All the parties will still need to have a clear line of sight as with conventional wills and cannot witness pre-recorded videos. Counterpart wills will not be allowed using this method.
The backdating will not apply where a grant of probate has already been issued or the application is in the process of being administered.
The MoJ intends to keep the legislation in place until 31 January 2022, but have said this may be curtailed or extended if necessary. However, it stressed that using video technology to witness wills should be considered an exceptional provision rather than the norm.
It also suggests that the video-signing and witnessing process should be recorded and the recording retained to assist a court should the will be challenged after death by a disappointed beneficiary.
The testator is to hold the front page of the document up to the camera to show the witnesses, and then to turn to the page they will be signing and hold this up as well. The testator should ensure the witnesses can see them actually signing the will.
If the testator is unknown to the witnesses they must seek confirmation of identity.

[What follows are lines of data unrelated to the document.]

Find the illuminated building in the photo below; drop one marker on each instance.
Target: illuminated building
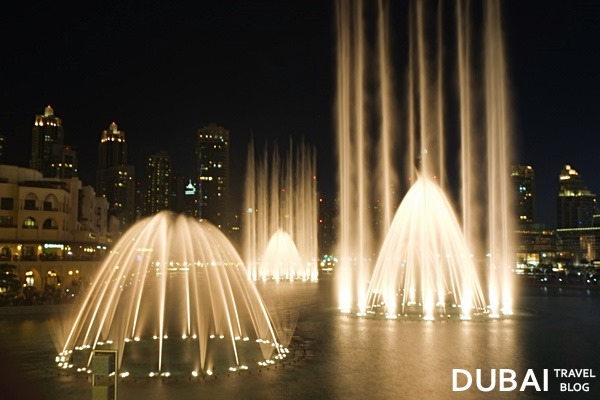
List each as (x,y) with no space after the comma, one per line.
(184,196)
(53,230)
(212,161)
(115,179)
(523,178)
(576,204)
(576,234)
(158,180)
(49,154)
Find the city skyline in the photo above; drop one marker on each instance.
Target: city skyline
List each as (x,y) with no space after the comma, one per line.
(167,70)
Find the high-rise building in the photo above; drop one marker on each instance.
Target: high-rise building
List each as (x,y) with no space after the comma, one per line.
(184,196)
(157,185)
(523,178)
(115,179)
(576,203)
(212,161)
(49,154)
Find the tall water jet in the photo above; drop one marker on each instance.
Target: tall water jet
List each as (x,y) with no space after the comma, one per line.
(174,299)
(281,201)
(422,269)
(425,144)
(501,249)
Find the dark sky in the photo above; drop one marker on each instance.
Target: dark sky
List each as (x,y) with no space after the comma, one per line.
(162,69)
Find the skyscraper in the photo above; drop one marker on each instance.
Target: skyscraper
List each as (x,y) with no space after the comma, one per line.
(157,185)
(49,154)
(212,161)
(523,178)
(115,178)
(576,204)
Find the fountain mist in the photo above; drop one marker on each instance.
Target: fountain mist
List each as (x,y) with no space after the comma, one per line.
(173,297)
(428,261)
(280,222)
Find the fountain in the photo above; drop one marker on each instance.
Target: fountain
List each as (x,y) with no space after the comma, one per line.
(280,222)
(281,260)
(174,298)
(434,256)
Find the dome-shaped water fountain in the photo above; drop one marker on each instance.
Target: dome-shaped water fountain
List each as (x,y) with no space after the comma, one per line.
(281,260)
(421,269)
(174,298)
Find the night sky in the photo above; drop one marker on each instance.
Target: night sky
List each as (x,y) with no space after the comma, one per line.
(162,69)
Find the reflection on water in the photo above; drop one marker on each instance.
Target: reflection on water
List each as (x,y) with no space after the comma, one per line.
(354,358)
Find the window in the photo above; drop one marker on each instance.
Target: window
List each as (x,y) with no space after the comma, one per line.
(49,224)
(7,203)
(29,204)
(6,222)
(29,223)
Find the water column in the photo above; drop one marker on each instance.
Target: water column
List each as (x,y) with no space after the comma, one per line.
(387,176)
(498,148)
(355,230)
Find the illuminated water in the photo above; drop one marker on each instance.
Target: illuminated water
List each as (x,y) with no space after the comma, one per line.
(279,224)
(354,358)
(174,298)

The witnesses are to ensure that they are able to see, hear and understand their role, and the document should be taken for them to sign, ideally within 24 hours. The testator should be watching online in the same way – if the witnesses are not with each other, they should watch each other sign online.
The Lord Chancellor, Robert Buckland, said: “We know that the pandemic has made this process more difficult, which is why we are changing law to ensure that wills witnessed via video technology are legally recognised.

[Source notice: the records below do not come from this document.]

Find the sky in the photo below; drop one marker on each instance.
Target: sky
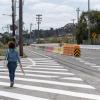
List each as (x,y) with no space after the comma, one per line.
(55,13)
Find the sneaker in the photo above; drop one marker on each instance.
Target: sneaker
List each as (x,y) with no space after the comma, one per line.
(11,84)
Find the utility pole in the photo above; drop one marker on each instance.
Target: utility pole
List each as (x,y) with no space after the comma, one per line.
(13,18)
(73,21)
(73,30)
(38,19)
(21,27)
(89,32)
(30,31)
(78,10)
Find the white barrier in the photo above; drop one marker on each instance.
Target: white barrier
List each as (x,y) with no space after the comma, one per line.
(90,46)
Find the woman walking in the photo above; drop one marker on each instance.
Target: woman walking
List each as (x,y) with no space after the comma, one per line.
(12,58)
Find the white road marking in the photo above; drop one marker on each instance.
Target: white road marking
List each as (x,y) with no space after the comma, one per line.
(56,91)
(49,66)
(33,75)
(52,82)
(19,96)
(54,69)
(82,61)
(1,66)
(92,64)
(33,62)
(52,64)
(50,72)
(72,78)
(96,66)
(45,72)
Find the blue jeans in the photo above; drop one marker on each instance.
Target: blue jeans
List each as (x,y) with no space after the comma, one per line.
(12,68)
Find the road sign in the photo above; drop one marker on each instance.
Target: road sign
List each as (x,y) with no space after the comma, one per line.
(11,27)
(94,35)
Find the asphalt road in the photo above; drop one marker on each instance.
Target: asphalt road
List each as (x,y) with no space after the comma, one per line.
(53,77)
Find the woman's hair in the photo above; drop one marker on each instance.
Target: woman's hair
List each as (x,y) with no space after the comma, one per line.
(11,45)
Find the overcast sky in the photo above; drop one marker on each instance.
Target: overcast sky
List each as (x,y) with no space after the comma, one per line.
(55,13)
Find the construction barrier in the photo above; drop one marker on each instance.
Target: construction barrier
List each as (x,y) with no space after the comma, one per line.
(58,50)
(71,50)
(77,51)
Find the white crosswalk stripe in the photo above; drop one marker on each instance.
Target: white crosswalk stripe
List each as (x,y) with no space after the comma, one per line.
(45,78)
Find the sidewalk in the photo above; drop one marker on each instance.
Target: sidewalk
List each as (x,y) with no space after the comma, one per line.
(2,57)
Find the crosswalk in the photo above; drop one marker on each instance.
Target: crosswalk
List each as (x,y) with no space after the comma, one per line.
(90,64)
(44,79)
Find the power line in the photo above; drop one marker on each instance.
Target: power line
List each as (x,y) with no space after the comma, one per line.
(78,10)
(21,27)
(38,19)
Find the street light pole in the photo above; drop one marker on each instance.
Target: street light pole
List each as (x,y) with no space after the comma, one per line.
(21,27)
(30,31)
(78,10)
(13,19)
(38,19)
(89,32)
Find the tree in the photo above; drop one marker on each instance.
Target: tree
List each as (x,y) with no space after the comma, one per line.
(82,27)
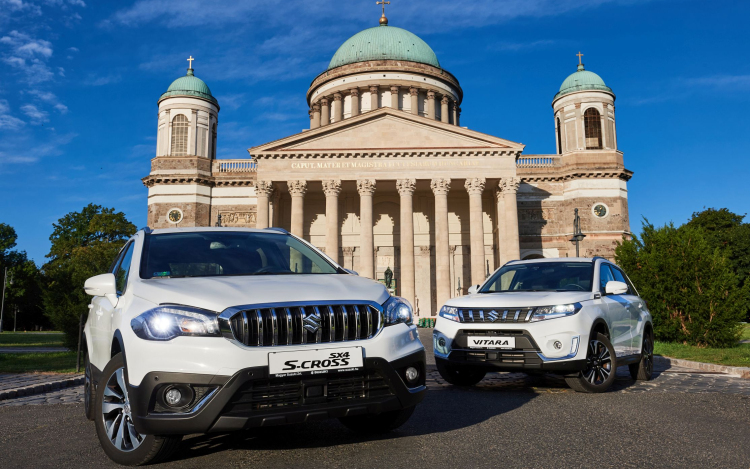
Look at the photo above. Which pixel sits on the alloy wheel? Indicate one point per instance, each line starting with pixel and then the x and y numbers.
pixel 116 412
pixel 599 363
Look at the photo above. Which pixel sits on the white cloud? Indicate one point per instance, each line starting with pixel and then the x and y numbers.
pixel 36 115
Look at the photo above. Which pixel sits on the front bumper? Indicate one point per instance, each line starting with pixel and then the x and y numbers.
pixel 250 399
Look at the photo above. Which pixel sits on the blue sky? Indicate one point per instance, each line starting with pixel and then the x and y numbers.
pixel 79 81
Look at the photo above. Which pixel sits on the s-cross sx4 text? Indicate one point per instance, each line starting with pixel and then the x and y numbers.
pixel 218 329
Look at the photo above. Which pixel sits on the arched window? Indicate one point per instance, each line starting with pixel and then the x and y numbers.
pixel 593 124
pixel 180 125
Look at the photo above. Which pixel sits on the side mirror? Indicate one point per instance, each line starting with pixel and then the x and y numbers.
pixel 101 285
pixel 616 288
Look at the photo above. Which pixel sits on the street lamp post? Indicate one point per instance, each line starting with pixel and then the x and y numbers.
pixel 577 234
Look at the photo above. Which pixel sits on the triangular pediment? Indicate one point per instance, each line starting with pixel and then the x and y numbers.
pixel 387 130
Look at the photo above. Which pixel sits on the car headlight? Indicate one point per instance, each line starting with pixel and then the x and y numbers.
pixel 557 311
pixel 449 312
pixel 168 322
pixel 397 310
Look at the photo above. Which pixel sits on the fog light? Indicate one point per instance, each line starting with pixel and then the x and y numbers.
pixel 173 397
pixel 411 375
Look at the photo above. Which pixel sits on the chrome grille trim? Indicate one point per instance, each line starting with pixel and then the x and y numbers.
pixel 293 323
pixel 496 315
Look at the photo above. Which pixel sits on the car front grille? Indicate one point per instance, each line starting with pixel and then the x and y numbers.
pixel 305 324
pixel 276 393
pixel 496 315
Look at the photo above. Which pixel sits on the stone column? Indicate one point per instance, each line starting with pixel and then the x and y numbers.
pixel 501 236
pixel 374 97
pixel 263 191
pixel 406 191
pixel 512 243
pixel 366 188
pixel 414 92
pixel 431 104
pixel 354 93
pixel 325 113
pixel 475 187
pixel 332 187
pixel 394 97
pixel 316 116
pixel 297 190
pixel 440 188
pixel 338 107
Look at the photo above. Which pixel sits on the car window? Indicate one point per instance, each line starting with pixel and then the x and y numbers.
pixel 621 277
pixel 541 276
pixel 121 274
pixel 605 275
pixel 228 253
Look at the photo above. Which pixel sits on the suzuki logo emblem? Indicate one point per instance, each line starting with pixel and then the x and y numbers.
pixel 311 323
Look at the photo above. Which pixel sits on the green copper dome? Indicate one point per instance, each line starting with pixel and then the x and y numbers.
pixel 582 80
pixel 189 85
pixel 384 43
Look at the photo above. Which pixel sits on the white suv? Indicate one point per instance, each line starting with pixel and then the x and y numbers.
pixel 219 329
pixel 578 317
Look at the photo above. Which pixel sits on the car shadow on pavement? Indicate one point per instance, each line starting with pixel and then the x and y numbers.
pixel 442 410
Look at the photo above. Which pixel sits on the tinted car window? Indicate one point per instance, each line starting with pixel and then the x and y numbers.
pixel 542 276
pixel 121 274
pixel 225 253
pixel 605 275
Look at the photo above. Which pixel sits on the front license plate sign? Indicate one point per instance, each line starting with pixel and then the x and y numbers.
pixel 315 361
pixel 478 341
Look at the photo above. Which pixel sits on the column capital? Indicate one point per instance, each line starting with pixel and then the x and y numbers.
pixel 297 187
pixel 332 187
pixel 475 185
pixel 510 185
pixel 264 188
pixel 440 186
pixel 406 186
pixel 365 186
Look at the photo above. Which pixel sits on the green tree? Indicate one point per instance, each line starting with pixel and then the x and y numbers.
pixel 22 297
pixel 84 244
pixel 689 284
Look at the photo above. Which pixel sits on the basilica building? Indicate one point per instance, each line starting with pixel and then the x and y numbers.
pixel 387 179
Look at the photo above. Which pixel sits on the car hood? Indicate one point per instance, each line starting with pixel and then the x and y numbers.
pixel 219 293
pixel 517 299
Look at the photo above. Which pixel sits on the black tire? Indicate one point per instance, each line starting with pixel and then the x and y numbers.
pixel 644 369
pixel 371 424
pixel 89 390
pixel 459 376
pixel 145 448
pixel 601 369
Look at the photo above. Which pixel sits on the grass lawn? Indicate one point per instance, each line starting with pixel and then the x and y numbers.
pixel 31 339
pixel 735 356
pixel 58 362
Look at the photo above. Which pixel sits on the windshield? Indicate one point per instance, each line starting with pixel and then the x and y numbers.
pixel 225 253
pixel 542 276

“Our measures will give peace of mind to many that their last wishes can still be recorded during this challenging time, while continuing to protect the elderly and vulnerable.”
Law Society president Simon Davis welcomed the change, adding: “The government needs to ensure the legislation is properly drafted to minimise unintended consequences and ensure validity.
“Both probate professionals and the public will need greater clarity on when remote witnessing is appropriate and what to do in exceptional circumstances – such as if the testator dies while the will is being sent to a witness’ address for them to sign…
Karl Dembicki, private client partner at Russells commented, “It is important to remember that this is an exceptional provision and should not be employed for mere convenience. The MoJ should have included safeguards against the risks of duress, undue influence and fraud. With an increasing number of wills challenged each year it is imperative that they are witnessed correctly – with correct social distancing rules in place that should not be too burdensome”.